Published on Taipei Times
http://www.taipeitimes.com/News/world/archives/2005/10/22/2003276865

Bush visit unlikely to lead to releases

HUMAN RIGHTS: A businessman-turned-activist says Beijing's new leaders are less inclined to free detainees, but he urged businesspeople to promote rights issues

AGENCIES, BEIJING
Saturday, Oct 22, 2005, Page 4

China commonly frees political prisoners before major state visits, but a human-rights activist said yesterday that changing attitudes meant there may be no releases ahead of US President George W. Bush's trip next month.

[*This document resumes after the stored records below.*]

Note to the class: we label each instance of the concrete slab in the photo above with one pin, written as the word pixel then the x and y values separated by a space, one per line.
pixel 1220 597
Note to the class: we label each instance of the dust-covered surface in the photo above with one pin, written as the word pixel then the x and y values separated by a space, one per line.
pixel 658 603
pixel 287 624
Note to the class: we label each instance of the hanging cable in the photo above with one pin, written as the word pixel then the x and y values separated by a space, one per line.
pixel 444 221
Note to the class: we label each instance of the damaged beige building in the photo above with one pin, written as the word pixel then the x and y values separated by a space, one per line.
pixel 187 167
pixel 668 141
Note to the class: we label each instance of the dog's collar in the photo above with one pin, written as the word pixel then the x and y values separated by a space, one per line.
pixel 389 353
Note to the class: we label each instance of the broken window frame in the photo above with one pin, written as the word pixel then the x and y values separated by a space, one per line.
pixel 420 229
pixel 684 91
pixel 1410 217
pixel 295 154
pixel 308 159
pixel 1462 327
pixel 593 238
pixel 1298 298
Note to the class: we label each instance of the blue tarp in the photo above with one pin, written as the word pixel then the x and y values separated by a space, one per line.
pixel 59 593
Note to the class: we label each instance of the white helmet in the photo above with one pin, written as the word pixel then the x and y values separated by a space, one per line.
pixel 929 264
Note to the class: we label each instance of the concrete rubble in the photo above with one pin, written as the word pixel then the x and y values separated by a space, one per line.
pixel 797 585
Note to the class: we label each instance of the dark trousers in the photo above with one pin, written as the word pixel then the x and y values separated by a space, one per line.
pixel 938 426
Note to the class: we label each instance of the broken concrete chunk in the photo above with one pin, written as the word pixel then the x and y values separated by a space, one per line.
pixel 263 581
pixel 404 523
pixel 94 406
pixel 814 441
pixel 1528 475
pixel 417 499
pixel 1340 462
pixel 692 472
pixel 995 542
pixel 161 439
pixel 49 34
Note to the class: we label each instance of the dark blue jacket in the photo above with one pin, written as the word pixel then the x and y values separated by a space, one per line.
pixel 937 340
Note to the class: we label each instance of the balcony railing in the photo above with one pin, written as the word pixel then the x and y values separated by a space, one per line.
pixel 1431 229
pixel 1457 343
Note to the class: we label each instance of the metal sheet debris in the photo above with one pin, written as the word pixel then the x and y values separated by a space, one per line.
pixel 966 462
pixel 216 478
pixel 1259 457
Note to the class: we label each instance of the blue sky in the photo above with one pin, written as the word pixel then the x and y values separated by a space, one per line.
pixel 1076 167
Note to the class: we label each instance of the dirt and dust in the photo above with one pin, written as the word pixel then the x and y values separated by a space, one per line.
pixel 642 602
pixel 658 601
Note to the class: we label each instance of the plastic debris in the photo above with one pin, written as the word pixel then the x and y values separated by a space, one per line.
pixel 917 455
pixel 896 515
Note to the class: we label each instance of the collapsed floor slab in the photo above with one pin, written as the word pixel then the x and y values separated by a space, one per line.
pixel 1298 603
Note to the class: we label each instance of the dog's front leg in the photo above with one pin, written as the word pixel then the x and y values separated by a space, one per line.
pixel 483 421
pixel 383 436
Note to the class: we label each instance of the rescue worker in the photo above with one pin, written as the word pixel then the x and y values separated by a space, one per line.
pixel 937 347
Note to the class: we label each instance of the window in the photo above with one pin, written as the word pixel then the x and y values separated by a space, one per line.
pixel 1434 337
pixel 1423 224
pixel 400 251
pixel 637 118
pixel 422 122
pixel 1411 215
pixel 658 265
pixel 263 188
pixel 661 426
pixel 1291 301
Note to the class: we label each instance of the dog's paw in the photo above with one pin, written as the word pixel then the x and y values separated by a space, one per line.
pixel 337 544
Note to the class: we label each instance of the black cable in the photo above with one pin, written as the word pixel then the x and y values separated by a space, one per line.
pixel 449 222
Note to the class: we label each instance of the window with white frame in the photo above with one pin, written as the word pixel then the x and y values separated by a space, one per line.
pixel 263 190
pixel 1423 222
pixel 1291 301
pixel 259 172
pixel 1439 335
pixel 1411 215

The releases are seen as giving Beijing bargaining power before visits as a gesture of goodwill, but John Kamm, whose Dui Hua Foundation works to free Chinese political prisoners, said that thinking may be changing.

"There has been a change since the new leadership started," he said, referring to Hu Jintao (­JÀAÀÜ) becoming president in 2003.

"There is a new thinking and I have heard that the new leadership is less inclined to do it," Kamm told the Foreign Correspondents' Club.

But in a departure from the pattern set by former president Jiang Zemin (¦¿¿A¥Á), there were no publicized releases before Hu visited the US last month.

One major release in the past year, that of Rebiya Kadeer, an ethnic Uighur businesswoman from Xinjiang, did come days before Secretary of State Condoleezza Rice visited China in March.

Kadeer had been sentenced to eight years in prison for "illegally providing state intelligence abroad" after she sent newspaper clippings to her husband in the US.

Kamm, a former chemical company executive who describes himself as being "in the prisoner list business," scours newspapers and official records for names of prisoners whom he presents to the Chinese government with requests for information.

Lists compiled by the foundation detail over 10,000 individuals who have been detained for political or religious offenses since 1980. More than 2,500 are either known or strongly believed to be currently jailed. The situation was not improving, he said.

"It's moving forward and backward at the same time in different rates and different places. It's hard to conclude it's getting better and better," he said.

Kamm called on the international business community to keep up the pressure on human-rights issues, saying it often helps release political prisoners or improve their treatment in jail.

"They can raise the issue. They can speak honestly about the importance of human rights to their people," he said.

He said surveys have shown that the principal concern of trading with China for many Americans was its rights record.

"The American people feel this way, so if China wants to improve its image in the US, it has to do something about human rights," Kamm said. "Political prisoners who are asked about by foreigners become important prisoners. Important prisoners must be reported to the central government."